LLM Monitoring Checklist
For every LLM API your product depends on:
- Uptime check on the completion endpoint, every 60 seconds, from 2+ regions
- Response time alerts at 2× and 4× your latency baseline
- Status code breakdown: separate alerts for 401, 429, 500, and provider-specific overload codes
- Rate limit headroom tracked from response headers
- Token usage and cost monitoring with anomaly alerts
- Output validity checks — JSON parse rate, refusal rate, empty completion rate
- Model deprecation calendar tracked; alerts ahead of deprecation dates
- Failover path exercised at least once a month
- Provider status page subscribed (and treated as a lagging indicator, not the source of truth)
- Separate monitoring for Azure OpenAI, AWS Bedrock, or other re-hosted models if you use them
How Webalert Helps Monitor LLM APIs
Webalert is built for monitoring exactly this kind of authenticated, JSON-responding, latency-sensitive third-party API:
- HTTP monitoring with custom headers — Set the
Authorization: Bearerheader for OpenAI,x-api-keyfor Anthropic,x-goog-api-keyfor Gemini - Response time alerts — Catch p95 latency degradation before it triggers user-visible timeouts
- Content validation — Verify the response body contains the expected JSON structure, not just a 200
- Multi-region checks — Confirm availability from your real user regions
- 1-minute check intervals — Detect provider incidents within a minute of occurrence
- Multi-channel alerts — Email, SMS, Slack, Discord, Microsoft Teams, webhooks
- Status page — Communicate to your customers when an upstream LLM provider has an incident
- 5-minute setup — Add the endpoint, paste your monitoring key, set thresholds, and you're live
See features and pricing for details.
Summary
- LLM APIs fail in ways traditional uptime monitoring misses: stochastic latency, content filter rejections, model deprecations, token rate limits, and per-provider regional outages.

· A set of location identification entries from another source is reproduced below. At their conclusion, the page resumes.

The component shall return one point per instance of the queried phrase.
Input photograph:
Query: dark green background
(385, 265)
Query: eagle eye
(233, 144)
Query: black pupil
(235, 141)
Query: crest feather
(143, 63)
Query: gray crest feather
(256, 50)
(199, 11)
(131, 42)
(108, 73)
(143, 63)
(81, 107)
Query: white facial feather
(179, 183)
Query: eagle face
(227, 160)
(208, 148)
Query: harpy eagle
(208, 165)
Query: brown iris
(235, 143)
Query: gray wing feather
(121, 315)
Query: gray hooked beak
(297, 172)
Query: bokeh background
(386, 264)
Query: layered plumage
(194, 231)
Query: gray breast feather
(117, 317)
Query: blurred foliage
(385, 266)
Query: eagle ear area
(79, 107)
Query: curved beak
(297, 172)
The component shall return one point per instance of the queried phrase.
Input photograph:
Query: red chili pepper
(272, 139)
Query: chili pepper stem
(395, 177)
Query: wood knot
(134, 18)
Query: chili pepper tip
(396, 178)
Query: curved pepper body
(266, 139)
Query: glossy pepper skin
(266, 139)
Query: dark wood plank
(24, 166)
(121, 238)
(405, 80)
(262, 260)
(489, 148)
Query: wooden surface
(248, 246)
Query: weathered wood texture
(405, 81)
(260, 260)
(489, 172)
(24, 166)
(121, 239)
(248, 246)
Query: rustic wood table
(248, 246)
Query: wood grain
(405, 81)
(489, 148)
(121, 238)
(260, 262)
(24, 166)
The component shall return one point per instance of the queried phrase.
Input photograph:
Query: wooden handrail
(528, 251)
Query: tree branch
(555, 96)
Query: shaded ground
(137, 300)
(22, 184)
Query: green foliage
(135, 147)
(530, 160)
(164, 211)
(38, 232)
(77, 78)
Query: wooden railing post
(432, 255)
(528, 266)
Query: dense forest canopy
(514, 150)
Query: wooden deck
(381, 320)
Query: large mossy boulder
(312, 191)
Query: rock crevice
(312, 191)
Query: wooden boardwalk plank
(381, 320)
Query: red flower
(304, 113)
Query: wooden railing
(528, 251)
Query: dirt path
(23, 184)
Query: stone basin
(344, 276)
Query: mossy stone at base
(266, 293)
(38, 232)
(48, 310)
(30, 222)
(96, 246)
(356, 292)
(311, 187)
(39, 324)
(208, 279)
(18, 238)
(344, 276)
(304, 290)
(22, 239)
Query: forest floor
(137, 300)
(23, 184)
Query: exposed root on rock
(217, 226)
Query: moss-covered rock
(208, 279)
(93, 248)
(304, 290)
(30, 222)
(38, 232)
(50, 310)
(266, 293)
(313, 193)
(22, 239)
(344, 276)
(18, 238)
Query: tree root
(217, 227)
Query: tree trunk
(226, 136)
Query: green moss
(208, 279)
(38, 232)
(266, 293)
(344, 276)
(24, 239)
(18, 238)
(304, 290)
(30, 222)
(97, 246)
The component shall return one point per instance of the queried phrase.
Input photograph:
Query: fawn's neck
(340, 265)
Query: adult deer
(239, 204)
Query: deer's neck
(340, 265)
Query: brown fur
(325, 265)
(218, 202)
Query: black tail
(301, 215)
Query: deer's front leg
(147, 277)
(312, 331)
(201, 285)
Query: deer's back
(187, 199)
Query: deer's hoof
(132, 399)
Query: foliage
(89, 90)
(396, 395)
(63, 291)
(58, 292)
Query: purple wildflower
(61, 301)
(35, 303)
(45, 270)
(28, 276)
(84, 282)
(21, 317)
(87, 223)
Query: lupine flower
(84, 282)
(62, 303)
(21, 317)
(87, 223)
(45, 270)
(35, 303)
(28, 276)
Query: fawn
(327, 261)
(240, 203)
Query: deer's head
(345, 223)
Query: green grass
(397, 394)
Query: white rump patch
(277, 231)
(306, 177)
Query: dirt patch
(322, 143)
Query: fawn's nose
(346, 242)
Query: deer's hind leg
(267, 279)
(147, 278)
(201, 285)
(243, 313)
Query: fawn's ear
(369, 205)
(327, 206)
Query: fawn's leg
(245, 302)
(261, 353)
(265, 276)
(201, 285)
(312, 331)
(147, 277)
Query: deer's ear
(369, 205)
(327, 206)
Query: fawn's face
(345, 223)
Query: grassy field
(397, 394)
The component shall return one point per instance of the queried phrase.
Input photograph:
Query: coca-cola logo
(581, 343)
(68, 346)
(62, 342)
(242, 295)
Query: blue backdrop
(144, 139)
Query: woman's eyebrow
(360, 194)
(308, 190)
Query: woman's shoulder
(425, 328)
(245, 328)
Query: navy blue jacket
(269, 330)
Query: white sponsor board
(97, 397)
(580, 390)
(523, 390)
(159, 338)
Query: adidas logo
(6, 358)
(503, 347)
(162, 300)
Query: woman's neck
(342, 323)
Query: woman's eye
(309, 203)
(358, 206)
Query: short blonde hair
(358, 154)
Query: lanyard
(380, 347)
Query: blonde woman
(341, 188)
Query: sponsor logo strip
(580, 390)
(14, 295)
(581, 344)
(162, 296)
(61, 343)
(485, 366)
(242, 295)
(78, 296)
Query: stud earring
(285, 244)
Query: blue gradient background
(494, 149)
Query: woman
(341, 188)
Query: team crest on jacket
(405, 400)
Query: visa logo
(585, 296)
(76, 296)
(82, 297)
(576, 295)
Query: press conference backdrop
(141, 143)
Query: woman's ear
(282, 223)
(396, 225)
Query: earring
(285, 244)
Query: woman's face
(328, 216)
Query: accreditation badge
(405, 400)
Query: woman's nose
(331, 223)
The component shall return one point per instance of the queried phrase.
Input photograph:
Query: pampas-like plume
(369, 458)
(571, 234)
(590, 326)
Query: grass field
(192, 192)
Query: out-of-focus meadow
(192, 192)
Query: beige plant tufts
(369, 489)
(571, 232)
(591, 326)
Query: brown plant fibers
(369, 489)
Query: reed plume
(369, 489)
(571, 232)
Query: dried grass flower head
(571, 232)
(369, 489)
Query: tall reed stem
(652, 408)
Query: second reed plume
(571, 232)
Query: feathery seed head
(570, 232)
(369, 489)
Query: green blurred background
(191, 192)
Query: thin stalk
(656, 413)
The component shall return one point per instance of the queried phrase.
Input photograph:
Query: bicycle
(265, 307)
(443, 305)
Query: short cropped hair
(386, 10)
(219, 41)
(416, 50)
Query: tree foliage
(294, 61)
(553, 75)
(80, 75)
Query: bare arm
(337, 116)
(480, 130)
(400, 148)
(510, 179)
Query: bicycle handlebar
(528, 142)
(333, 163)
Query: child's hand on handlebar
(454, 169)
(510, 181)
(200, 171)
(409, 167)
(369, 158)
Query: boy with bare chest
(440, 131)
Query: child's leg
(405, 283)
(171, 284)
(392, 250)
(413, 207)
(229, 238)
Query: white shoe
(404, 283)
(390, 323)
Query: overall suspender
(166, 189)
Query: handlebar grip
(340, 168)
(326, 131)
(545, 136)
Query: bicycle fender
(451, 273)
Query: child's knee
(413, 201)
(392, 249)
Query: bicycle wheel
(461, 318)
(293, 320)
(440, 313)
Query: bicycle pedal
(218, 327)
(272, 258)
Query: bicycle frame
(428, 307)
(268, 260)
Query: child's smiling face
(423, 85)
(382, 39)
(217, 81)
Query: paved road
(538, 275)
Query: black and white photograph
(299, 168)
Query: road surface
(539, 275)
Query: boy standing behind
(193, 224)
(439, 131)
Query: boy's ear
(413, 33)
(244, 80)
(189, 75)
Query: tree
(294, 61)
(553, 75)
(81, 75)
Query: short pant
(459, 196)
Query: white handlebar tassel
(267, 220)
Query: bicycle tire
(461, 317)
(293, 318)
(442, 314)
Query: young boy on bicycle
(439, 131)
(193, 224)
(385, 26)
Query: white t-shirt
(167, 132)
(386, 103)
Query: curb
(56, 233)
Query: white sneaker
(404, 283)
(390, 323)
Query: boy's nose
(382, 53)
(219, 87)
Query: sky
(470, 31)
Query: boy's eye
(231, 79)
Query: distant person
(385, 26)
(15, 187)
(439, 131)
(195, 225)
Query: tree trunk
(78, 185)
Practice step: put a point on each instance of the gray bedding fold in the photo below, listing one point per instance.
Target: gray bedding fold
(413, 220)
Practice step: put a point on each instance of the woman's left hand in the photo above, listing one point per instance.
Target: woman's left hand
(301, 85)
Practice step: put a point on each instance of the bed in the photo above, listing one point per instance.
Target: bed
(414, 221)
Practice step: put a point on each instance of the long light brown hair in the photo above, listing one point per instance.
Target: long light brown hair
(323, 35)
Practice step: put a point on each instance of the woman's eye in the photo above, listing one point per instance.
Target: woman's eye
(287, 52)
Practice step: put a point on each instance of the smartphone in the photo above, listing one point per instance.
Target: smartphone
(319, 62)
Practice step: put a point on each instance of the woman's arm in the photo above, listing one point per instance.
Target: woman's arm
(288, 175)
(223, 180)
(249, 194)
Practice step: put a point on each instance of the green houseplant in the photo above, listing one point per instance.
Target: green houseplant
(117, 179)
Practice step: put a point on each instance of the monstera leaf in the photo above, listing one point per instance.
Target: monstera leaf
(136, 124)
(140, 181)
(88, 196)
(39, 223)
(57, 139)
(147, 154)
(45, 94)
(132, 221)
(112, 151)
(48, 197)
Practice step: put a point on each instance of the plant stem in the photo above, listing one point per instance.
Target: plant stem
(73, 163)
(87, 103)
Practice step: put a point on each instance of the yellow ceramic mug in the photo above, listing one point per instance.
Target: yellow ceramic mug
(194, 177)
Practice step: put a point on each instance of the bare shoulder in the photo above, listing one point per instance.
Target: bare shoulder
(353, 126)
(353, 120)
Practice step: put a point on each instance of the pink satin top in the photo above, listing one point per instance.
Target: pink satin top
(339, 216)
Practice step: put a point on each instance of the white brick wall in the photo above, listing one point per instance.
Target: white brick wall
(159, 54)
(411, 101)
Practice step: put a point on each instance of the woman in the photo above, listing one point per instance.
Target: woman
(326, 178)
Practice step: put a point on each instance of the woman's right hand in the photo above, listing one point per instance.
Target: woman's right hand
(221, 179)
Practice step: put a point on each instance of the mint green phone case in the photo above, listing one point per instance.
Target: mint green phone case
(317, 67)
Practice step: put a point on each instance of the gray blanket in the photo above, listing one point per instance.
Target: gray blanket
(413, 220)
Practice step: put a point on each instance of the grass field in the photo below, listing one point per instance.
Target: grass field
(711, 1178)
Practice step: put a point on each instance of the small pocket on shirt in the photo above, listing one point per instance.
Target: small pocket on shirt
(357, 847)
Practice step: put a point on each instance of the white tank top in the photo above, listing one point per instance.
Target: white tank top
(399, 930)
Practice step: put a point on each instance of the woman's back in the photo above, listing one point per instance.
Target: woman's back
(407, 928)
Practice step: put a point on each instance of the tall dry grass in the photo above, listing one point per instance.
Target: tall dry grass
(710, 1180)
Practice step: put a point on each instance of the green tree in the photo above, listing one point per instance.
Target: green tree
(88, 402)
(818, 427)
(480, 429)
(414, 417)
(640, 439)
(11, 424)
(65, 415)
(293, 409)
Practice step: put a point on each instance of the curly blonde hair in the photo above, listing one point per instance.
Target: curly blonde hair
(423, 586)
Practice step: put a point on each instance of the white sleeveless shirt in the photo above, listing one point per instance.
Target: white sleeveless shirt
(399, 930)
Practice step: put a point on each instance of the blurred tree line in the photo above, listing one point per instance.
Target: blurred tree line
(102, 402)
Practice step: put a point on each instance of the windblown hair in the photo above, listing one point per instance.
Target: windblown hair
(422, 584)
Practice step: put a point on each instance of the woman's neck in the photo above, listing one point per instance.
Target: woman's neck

- Monitor uptime, latency distribution (not just averages), error rate by status code, rate limit headroom, token spend, and output validity for every provider you depend on.
- Each provider has specific quirks — OpenAI's lagging status page, Anthropic's 529 overload code, Gemini's regional availability, Bedrock's per-region model independence.
- Build a failover strategy and exercise it; an untested fallback is a non-existent fallback.
- Tune alert thresholds against LLM noise: single-check failures rarely warrant a page, but 3–5 consecutive failures or sustained latency degradation do.
The companies winning with AI in production are the ones treating LLM APIs as critical infrastructure — monitored, alerted on, and built with the same rigor as any other dependency that affects user experience.